Sum creates it with a unique feature in mind, where she creates a chatbot that keeps a close eye on the user. This chatbot is not only capable of having a real conversation with a person but is also programmed to remember the things that a person types on their device but never sends to anyone. Then, in situations where a user can’t speak for themselves, the chatbot talks for them, giving a voice to the people who tend to remain in the shadows because they are too shy to speak up.
Seong Yun-o: A Blend of Fiction and a Frightening Reality
In reality, there is no such real-life serial killer known as Seong Yun-o. While there have been some notorious serial killers in South Korea over the years, none of them has been connected to the use of dating apps. For creators Jung Ji-woo and Han Ji-wan, this was an opportunity to tell a twisted tale of love, one that the contemporary audience could relate to intimately. Because dating apps are so commonly used these days for romance, it didn’t feel far-fetched for the writers to think that the apps can be used for crimes as well. And they weren’t wrong.

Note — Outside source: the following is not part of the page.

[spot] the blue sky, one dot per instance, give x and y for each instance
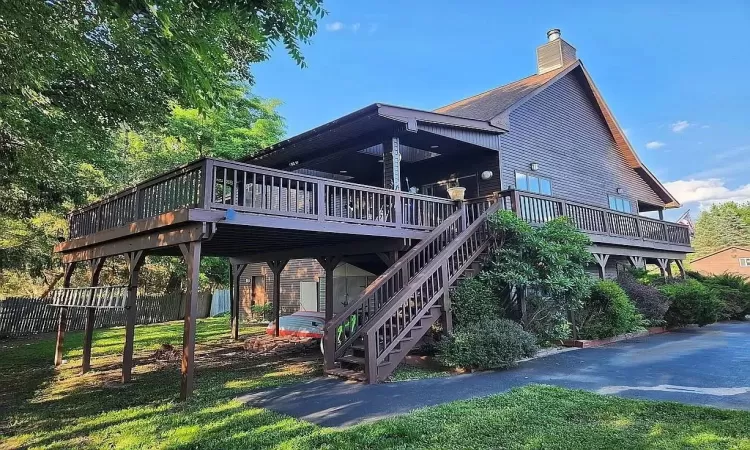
(673, 74)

While there haven’t been any known dating app serial killers in South Korea, a couple of such cases have surfaced in the US in recent years. In 2021, a New Jersey resident named Khalil Wheeler-Weaver was found guilty of three murders and attempted murder along with the crimes of kidnapping, aggravated arson, and desecration of human remains. It was revealed that he had lured his victims using dating apps between August 2016 to November 2016. It was the friend of one of the victims who decided to uncover his identity by setting herself up as bait. She found him on the dating site and when a time and place were agreed upon for them to meet, she notified the police. Now, he is sentenced to 160 years in prison.

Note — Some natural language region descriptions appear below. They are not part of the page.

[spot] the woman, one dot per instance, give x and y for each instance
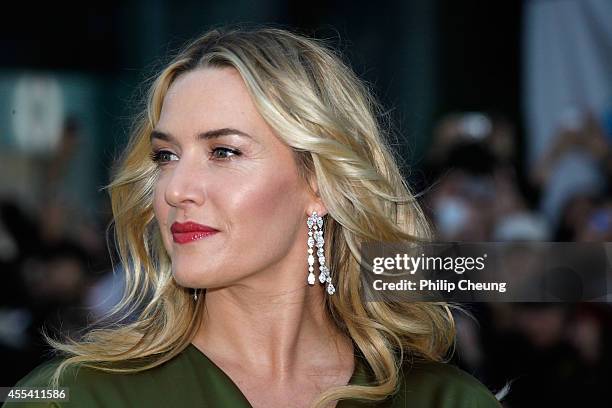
(258, 154)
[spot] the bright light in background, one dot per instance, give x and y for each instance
(38, 113)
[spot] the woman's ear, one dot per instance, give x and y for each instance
(316, 203)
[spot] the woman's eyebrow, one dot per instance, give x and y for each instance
(209, 134)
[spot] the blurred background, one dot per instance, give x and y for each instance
(501, 113)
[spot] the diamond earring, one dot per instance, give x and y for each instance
(315, 237)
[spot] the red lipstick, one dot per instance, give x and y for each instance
(183, 233)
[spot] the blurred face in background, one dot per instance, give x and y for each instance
(222, 166)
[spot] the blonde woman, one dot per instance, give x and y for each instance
(248, 184)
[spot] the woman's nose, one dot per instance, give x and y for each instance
(185, 186)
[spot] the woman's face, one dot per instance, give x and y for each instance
(221, 165)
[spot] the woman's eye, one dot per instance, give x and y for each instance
(161, 156)
(224, 153)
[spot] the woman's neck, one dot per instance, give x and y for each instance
(280, 335)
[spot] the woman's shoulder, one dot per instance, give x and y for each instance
(92, 387)
(443, 385)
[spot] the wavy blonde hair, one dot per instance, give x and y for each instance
(318, 107)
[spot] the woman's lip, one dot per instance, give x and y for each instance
(186, 237)
(190, 226)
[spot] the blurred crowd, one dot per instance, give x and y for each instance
(552, 354)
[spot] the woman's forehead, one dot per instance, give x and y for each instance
(210, 98)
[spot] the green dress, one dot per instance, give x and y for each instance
(191, 379)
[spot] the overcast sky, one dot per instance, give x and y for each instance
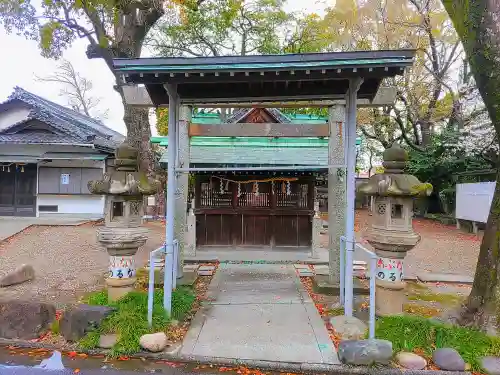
(22, 63)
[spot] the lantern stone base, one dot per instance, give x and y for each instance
(117, 288)
(389, 298)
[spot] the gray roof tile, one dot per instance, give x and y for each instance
(37, 138)
(79, 127)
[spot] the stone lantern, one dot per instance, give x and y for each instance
(122, 234)
(391, 233)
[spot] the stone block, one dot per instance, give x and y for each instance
(348, 327)
(365, 352)
(206, 270)
(411, 361)
(191, 267)
(21, 274)
(188, 278)
(80, 319)
(107, 341)
(301, 266)
(25, 320)
(305, 272)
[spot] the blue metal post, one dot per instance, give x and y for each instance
(350, 190)
(171, 187)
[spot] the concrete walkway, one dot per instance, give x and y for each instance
(10, 226)
(259, 312)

In 2021, a man named Anthony Robinson was accused of using dating apps to lure and kill women. Dubbed “the shopping cart killer”, he was charged with the murder of two women and named as a suspect in the deaths of three others. It is believed that he met the women on a dating app and invited them to a hotel room, where he killed them, and then used shopping carts to dispose of their bodies. He has also been linked to the death of his girlfriend in 2018.
In light of such cases, it is not difficult to believe that there are people out there who are misusing dating apps to commit violent crimes. While Seong Yun-o is certainly fictional, his actions can’t be considered unrealistic. There is a grain of truth in who he is, what he does, and how he does it.